# My plan for installing custom mp3 player inputs



## porsche6714 (Jun 28, 2009)

hello, I recently bought an mp3 player for use in my 2005.5 jetta. It doesnt have any aux inputs so obviously im looking to add one. I want to make this look as stock as possible. I want to use http://enfigcarstereo.com/shop....html and http://www.radioshack.com/prod...ge=60 to create an aux input that looks semi stock. Clearly some wiring would be in order to connect the two but should be failly simple. I was looking for a place to put the aux input on my dash and thought of this..i have no idea if it would work though. Those blank buttons next to the ESP right above the shift knob. Whats under those and is there any way i can get to them?


----------



## jettanoob (Jun 22, 2009)

*Re: My plan for installing custom mp3 player inputs (porsche6714)*

this is exactly what I was planning to do (using the same blank area next to the ESP) but I have an 06.
http://forums.vwvortex.com/zerothread?id=4445615


----------



## jettanoob (Jun 22, 2009)

*Re: My plan for installing custom mp3 player inputs (jettanoob)*

Did you ever complete your install? I am still waiting for parts.

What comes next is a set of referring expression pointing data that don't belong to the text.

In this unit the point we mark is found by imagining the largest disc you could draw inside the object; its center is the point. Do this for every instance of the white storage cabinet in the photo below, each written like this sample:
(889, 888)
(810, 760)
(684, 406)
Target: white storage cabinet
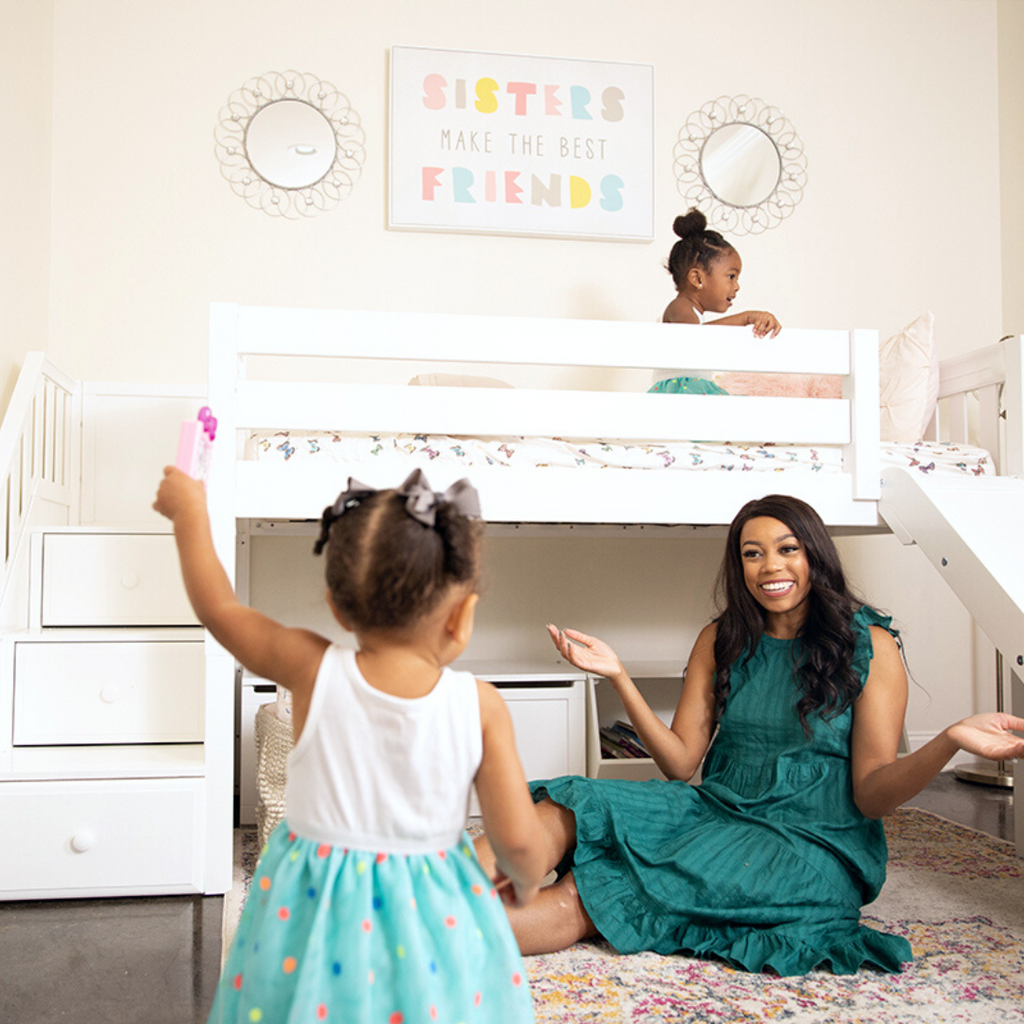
(660, 684)
(549, 715)
(101, 723)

Just got my parts in, slow shipping Enfig







I will take photos of my install when I get some more free time


_Modified by jettanoob at 4:52 PM 7-19-2009_


----------



## Raketemensch (Aug 12, 2009)

aaaaaaand here's hoping you find some free time soon...


----------



## dadbar (Nov 25, 2007)

*Re: My plan for installing custom mp3 player inputs (porsche6714)*

http://enfigcarstereo.com/shop....html
I did the same thing but bought the version that fits the CD changer connection in the trunk (I have a 98 Cabrio with the trunk mounted CD changer). I ran an extension audio cable through the back seat and under the carpet to the front....I can plug the cable into my Ipod or my Sirius tuner, depending upon the mood. The best part is that you don't have to futz around with removing the head unit...and I can unplug it and plug the CD changer back in if I feel like using it.


----------